Canada invests in small modular nuclear technology, eyes net-zero future

FILE PHOTO: Canada's Minister of Innovation, Science and Industry Navdeep Bains speaks during a meeting of the special committee on the COVID-19 outbreak, as efforts continue to help slow the spread of the coronavirus disease (COVID-19), in the House of Commons on Parliament Hill in Ottawa, Ontario, Canada May 20, 2020. REUTERS/Blair Gable

OTTAWA (Reuters) - The Canadian government took a tentative step forward on its national small modular reactor (SMR) plan on Thursday, with an investment to help an Ontario company edge closer to commercializing its reactor technology.

The C$20 million ($15.1 million) investment will help Terrestrial Energy complete a pre-licensing milestone for its technology, part of an effort to bring modern nuclear energy to industry, Canada’s innovation ministry said.

“By helping to bring these small reactors to market, we are supporting significant environmental and economic benefits,” said Innovation Minister Navdeep Bains. The company pledged to create dozens of jobs with the funding.

While SMR technology has not been widely deployed worldwide, Prime Minister Justin Trudeau’s government has been touting it as a way to help Canada achieve net-zero greenhouse gas emissions by 2050.

The modular reactors, which are fueled by uranium and use fission like traditional nuclear plants but cost far less to build, could also help reduce emissions in Canada’s energy-intensive oil patch.

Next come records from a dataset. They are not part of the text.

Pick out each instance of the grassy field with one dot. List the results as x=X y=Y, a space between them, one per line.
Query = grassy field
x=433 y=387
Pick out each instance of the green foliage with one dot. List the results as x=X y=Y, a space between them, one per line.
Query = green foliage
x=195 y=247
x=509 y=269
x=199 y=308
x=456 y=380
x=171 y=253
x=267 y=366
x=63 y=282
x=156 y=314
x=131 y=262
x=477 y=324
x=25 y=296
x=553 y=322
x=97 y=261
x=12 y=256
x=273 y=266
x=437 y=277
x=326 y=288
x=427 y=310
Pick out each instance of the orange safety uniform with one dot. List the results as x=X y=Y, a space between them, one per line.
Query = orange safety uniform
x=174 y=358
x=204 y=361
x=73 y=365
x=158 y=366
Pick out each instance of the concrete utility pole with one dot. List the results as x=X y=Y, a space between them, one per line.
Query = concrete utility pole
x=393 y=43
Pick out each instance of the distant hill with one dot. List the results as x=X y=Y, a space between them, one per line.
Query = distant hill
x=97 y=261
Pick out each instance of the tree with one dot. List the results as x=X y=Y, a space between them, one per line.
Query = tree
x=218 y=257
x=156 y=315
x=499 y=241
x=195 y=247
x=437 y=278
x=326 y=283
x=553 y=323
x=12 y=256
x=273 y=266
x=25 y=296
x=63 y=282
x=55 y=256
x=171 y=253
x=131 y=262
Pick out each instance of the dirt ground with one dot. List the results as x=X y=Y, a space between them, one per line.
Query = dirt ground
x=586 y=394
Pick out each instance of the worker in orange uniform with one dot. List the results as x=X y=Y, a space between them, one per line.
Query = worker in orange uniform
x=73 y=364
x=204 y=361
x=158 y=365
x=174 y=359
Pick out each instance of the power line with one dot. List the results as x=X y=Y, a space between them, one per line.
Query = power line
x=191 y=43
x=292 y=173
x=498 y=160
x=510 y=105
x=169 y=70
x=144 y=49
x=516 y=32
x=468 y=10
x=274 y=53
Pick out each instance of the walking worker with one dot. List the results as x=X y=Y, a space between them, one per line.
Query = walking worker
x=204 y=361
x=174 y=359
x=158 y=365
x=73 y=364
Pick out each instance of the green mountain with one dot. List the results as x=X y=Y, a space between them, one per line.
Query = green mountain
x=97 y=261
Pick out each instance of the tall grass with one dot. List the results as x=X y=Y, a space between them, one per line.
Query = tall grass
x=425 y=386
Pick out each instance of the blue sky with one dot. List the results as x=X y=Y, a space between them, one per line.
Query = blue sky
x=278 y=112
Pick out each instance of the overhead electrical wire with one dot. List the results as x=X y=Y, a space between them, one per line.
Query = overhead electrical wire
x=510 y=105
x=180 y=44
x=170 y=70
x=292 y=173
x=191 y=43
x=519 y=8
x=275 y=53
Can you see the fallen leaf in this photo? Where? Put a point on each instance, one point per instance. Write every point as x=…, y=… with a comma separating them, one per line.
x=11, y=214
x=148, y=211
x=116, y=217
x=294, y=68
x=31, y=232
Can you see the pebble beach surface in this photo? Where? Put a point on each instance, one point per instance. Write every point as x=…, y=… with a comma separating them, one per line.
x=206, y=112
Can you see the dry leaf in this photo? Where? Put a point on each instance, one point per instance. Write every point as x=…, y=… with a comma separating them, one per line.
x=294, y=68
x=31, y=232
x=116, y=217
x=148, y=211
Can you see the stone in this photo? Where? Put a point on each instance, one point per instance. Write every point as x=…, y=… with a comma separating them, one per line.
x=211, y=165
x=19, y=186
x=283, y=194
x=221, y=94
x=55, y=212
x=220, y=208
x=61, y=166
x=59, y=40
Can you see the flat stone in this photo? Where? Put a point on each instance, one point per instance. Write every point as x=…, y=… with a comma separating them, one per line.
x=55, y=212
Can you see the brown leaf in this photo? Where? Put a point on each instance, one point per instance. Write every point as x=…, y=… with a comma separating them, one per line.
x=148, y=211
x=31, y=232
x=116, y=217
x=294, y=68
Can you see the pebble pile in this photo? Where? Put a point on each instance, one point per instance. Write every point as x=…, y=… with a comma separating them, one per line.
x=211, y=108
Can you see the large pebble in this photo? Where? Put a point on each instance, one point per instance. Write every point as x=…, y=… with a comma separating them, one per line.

“SMR technologies can provide a clean energy alternative to convention coal and fossil energy generation, including in hard to decarbonize sectors like resource extraction and heavy industry,” Bains told reporters.

Energy producer Suncor SU.TO said it is in general talks with Ottawa on SMRs to help power oil sand operations and other facilities, though it does not yet have specific proposals.

The development of a SMR industry in Canada could also help bolster domestic uranium producers, like Saskatchewan's Cameco Inc CCO.TO, who have struggled for almost a decade in the wake of the 2011 Fukushima disaster.